When you apply this rule in the real world, remember audio and video traffic is primarily transmitted over UDP, which, unlike TCP, does not retransmit lost packets. In the new network, the show must go on, and there's no place for any dropped or out-of-sequence packets. Long network delays result in stopgap conversations with extensive silent periods between sentences. Network jitter, the variation in end-to-end delay and sequential packet delivery, results in jerky video and stuttering audio. The same result occurs when intermediate devices drop or lose packets because of congestion.
The ITU (International Telecommunication Union) standard G.114 recommends that network transmission time should not exceed 150 ms (milliseconds), including the delay in equipment processing time and the propagation delay in traversing the network. In the real world, satisfactory performance for audio and video continues with up to a 300-ms delay, but as 400 ms approaches, quality deteriorates. If network delay is a problem, identify the congestion points and segment them into subnets or VLANs to share the bandwidth. Or provision more bandwidth and add the capacity necessary for convergence.
So how much bandwidth is enough?
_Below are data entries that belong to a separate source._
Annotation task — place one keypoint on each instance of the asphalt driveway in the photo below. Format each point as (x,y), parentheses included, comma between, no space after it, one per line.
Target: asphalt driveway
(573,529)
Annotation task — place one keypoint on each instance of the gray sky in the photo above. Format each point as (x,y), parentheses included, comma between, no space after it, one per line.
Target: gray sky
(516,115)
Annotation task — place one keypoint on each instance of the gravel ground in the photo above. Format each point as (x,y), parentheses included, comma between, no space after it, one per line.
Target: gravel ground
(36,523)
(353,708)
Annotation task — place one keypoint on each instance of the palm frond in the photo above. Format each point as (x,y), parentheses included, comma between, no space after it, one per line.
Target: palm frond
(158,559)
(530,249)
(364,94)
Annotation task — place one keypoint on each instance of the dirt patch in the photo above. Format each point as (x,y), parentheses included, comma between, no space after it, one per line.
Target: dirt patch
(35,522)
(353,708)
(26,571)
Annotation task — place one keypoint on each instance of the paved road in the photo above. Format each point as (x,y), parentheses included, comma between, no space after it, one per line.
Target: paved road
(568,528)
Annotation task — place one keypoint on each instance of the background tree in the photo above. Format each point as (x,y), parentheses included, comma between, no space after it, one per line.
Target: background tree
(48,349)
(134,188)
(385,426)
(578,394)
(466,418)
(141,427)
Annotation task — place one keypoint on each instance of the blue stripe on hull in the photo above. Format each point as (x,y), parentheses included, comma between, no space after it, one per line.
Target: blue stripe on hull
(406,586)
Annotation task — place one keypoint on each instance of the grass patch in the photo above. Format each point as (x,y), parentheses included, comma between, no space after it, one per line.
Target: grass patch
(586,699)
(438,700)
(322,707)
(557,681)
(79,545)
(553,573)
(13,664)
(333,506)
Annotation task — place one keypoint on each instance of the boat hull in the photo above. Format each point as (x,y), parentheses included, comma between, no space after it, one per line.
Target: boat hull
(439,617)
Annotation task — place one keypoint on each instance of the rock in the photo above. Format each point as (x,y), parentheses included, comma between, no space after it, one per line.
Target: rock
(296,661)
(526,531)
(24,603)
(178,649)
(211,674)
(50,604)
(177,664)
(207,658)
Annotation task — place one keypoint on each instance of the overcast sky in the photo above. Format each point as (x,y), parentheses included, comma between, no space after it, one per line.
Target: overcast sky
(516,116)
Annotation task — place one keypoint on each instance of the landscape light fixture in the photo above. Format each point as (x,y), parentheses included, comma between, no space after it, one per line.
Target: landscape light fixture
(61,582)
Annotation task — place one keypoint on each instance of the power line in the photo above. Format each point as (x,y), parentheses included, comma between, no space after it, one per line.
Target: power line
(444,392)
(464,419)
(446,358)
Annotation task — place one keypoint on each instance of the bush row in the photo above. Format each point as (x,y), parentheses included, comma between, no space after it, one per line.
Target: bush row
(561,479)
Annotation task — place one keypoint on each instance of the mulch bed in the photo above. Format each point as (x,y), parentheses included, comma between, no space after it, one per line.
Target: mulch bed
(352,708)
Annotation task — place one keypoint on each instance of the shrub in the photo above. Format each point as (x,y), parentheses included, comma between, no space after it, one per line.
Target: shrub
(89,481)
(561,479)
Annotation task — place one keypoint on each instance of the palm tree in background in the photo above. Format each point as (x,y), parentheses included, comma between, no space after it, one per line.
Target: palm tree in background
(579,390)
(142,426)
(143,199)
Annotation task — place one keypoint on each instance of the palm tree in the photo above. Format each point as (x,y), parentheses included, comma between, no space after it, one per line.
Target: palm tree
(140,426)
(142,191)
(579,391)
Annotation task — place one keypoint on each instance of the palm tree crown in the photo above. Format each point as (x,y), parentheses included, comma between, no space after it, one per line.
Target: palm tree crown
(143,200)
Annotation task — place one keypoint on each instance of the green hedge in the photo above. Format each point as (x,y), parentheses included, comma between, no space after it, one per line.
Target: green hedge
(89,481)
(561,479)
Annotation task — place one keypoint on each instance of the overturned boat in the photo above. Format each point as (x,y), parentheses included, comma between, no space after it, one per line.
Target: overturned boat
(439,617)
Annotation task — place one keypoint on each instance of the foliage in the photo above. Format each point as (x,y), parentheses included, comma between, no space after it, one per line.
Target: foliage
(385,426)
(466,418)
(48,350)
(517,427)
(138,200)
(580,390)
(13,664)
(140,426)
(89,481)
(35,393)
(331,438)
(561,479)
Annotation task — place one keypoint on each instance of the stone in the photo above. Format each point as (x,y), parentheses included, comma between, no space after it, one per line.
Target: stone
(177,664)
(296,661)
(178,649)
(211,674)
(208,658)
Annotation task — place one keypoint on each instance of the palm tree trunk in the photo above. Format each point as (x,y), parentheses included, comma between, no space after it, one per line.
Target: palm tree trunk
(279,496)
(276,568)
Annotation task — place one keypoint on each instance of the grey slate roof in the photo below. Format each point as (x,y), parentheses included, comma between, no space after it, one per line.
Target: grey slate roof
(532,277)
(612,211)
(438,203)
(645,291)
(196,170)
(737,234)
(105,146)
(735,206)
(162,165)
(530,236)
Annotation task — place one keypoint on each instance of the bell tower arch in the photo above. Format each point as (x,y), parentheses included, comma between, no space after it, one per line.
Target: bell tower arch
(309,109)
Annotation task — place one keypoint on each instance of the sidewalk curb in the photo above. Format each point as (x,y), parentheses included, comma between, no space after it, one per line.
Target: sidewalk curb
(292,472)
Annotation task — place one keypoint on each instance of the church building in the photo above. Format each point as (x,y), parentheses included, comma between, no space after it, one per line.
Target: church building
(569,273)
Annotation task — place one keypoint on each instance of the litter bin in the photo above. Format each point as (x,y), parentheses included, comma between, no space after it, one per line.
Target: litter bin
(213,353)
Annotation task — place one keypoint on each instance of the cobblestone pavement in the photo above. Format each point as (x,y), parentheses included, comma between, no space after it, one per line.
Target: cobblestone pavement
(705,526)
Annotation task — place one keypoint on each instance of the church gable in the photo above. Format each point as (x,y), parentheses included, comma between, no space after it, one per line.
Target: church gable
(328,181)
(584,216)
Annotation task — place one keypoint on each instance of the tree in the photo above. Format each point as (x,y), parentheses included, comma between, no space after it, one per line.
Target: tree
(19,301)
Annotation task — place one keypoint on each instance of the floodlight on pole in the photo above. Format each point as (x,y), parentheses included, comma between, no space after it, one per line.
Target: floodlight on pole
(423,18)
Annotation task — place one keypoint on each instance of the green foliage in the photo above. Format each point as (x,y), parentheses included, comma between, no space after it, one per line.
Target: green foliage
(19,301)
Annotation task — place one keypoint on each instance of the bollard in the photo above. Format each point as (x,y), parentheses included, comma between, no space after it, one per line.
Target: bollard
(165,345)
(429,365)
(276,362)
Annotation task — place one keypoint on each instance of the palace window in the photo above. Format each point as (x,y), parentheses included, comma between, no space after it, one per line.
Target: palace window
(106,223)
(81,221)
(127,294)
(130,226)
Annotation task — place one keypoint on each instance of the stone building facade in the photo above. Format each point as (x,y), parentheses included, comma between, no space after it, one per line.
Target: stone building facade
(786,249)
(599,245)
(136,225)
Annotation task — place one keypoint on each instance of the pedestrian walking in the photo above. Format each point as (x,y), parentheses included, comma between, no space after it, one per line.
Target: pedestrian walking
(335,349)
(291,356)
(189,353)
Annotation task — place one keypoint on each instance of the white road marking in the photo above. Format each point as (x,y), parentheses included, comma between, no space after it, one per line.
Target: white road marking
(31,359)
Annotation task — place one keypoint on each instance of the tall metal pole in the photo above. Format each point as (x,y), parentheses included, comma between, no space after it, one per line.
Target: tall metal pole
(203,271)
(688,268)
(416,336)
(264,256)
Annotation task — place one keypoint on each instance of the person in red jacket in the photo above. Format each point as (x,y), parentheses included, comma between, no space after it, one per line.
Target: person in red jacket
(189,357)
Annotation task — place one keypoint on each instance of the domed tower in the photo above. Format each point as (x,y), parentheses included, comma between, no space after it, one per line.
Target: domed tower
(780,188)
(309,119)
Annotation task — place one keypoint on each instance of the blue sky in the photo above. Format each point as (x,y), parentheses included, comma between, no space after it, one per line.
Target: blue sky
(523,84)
Envision an enterprise with switched, 100-Mbps connections to the desktop. This is ample room for an employee to pick up an IP phone, attend a videoconference, view an MPEG-1 training video and step through the business processes of a CRM package simultaneously. But such data-intensive applications would be unusable if employees needed to access them over the 1.54-Mbps T1 links still found in most organizations. Let's consider just the requirements for voice, videoconferencing, and streaming media from this example.
Voice-traffic bandwidth depends on the coding algorithms, or codecs, used to convert analog voice waveforms to a digital stream, and typically range from 24 to 80 Kbps. Although these amounts may seem minuscule, they add up when you consider the number of simultaneous calls on a network.